HMRC have established various task forces to combat fraud in specific areas of industry. However, it seems that even in today’s society of cashless purchases and mobile payment apps, HMRC consider consumers to be still in the dark ages and spend cash in restaurants and takeaways.
Given that the most recent consumer trend report according to UK Finance shows that as few as 1 in 10 customers pay in cash at café’s, HMRC have still been known to issue statements of assessment based upon their theory of 75% cash sales.

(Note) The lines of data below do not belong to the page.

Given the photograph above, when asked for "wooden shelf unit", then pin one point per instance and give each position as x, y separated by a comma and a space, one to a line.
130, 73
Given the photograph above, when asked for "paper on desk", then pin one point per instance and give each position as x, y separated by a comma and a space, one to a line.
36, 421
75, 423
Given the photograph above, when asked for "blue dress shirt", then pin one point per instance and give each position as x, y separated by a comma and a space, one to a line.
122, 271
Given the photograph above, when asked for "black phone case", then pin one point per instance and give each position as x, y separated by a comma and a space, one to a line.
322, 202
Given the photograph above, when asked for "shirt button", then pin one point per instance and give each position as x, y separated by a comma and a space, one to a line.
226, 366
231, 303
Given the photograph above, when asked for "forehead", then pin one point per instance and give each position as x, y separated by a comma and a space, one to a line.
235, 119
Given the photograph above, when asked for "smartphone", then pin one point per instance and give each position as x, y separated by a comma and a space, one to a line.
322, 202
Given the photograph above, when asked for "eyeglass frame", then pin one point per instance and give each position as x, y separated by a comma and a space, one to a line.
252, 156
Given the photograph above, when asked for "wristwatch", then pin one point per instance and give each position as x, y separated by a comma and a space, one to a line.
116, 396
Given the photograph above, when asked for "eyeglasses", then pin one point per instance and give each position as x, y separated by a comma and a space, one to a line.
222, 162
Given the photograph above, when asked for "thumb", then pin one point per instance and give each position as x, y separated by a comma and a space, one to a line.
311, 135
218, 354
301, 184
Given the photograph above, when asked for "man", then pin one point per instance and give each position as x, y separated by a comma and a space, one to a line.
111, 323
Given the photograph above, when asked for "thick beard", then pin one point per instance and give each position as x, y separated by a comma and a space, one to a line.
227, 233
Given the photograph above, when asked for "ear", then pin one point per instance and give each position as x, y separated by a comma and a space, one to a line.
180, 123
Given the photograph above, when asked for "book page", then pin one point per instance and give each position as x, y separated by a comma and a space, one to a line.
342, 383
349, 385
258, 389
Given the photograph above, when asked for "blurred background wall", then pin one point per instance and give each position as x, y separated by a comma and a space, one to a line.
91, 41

I have had to question on many occasions the lack of economic tests performed by visiting officers when arising at their unsubstantiated conclusions that the VAT registered tax payer is “guilty” of under declaring their cash sales. I have carried out many visits at client’s premises to prove their theories wrong, and as any owner of a business within the catering industry knows that consumer spending is not linear! Indeed, it fluctuates according to external factors, regional tastes, tourist and events being held in the area which directly impact upon sales, competitors, pricing, weather……and so on.
So it’s important that if you receive a visit from HMRC, you ask the inspector to document all of the aspects that are currently affecting your business before they make an incorrect judgement on how your business should be performing. As a business owner you are best placed to know whether your sales figures are correct and whether you should be concerned about the lack of cash sales in your business.